La zone forestière de l’est de la commune d’Aboisso est une zone densément boisée où l’on retrouve certaines espèces d’arbres et de lianes ligneuses caractéristiques des grandes forêts. Cette zone constitue l’une des dernières reliques de la forêt guinéenne. La végétation naturelle de la région, qui était à l’origine du type forêt dense, est aujourd’hui représentée par des îlots de forêts dominées par des plantations industrielles paysannes. Les cultures de type arboricole, au comportement presque similaire à celui de la végétation forestière, n’a toutefois pas fondamentalement influencé la conservation des sols.

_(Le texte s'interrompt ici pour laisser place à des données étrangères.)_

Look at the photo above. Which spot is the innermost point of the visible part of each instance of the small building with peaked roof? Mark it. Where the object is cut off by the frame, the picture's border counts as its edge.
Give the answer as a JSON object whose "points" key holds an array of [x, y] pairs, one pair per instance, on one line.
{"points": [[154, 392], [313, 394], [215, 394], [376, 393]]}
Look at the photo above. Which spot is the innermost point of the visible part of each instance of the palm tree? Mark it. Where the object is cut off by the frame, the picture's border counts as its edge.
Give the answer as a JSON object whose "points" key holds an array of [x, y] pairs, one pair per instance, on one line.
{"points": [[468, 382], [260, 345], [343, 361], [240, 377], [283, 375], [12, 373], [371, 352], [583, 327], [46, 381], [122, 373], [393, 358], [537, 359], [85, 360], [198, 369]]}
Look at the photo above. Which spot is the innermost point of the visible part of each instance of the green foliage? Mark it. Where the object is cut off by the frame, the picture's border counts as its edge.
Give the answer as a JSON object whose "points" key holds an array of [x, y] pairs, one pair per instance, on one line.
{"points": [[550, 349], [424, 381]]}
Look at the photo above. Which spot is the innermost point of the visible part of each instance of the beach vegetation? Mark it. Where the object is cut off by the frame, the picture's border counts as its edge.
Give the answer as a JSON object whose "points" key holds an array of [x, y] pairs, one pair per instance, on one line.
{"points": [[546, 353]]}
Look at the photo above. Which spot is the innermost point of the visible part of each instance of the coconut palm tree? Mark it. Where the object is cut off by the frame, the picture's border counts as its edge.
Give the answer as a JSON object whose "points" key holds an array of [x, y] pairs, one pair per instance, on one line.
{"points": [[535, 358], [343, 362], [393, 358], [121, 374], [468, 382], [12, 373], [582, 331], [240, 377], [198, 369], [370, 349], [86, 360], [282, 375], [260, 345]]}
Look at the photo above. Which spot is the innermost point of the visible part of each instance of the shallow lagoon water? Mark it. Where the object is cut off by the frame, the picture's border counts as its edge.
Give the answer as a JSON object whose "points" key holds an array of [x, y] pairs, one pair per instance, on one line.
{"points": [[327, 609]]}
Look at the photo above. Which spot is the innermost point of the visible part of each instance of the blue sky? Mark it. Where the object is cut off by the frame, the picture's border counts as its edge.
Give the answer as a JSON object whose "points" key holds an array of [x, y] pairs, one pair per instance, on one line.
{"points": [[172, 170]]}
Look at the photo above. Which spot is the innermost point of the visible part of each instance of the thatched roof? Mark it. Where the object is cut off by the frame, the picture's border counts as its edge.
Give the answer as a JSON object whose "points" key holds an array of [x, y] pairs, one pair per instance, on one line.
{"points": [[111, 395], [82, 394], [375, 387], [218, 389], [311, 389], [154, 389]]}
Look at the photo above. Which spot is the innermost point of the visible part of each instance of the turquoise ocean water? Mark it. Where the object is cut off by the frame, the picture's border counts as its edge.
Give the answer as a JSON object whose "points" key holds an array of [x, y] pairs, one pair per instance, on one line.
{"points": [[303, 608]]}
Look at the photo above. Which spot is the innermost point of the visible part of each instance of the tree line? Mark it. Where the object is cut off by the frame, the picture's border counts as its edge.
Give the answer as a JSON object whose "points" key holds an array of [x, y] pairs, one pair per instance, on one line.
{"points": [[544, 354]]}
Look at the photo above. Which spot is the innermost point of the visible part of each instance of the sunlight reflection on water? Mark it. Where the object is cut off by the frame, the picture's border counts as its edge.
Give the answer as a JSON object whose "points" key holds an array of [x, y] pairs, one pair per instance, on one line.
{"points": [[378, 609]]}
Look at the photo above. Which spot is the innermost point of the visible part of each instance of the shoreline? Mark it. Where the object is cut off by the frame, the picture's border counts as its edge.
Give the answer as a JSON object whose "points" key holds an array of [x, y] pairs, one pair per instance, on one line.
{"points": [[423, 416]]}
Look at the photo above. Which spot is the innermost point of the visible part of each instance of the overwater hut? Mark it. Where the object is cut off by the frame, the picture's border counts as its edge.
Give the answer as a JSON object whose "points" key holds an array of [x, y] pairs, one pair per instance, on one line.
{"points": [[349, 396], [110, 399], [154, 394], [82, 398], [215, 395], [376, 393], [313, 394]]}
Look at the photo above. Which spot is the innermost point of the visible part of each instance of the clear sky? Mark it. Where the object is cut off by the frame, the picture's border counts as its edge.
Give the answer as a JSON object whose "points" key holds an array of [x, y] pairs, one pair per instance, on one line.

Ces forêts sont pour la plupart dans un état de dégradation avancée du fait essentiellement de la pression anthropique importante, ainsi que du développement incontrôlé des cultures de café et de cacao, et, plus récemment, de l’émergence de l’hévéaculture. Les statistiques montrent qu’actuellement plus de 30 % de la superficie de ces forêts sont occupées par des plantations de café et de cacao. Aussi le relief de la commune d’Aboisso enregistre de très larges basfonds, qui sont pour la plupart occupé par des fermiers piscicoles. Nous pouvons le constater sur la photo 1 de la page ci-dessous.

Photo 1 : Ferme piscicole entourée d’une végétation dense à Assouba dans la commune d’Aboisso

Source : DOBO Topo, 2019

La photo 1 nous montre une ferme piscicole entourée d’une végétation dense à Assouba, une petite localité proche de la ville d’Aboisso. Cette ferme est située dans un bas-fond, expliquant ainsi la présence permanente d’eau à cet endroit. Le niveau de l’eau dans ces bas-fond est lié aux différentes saisons pluvieuses.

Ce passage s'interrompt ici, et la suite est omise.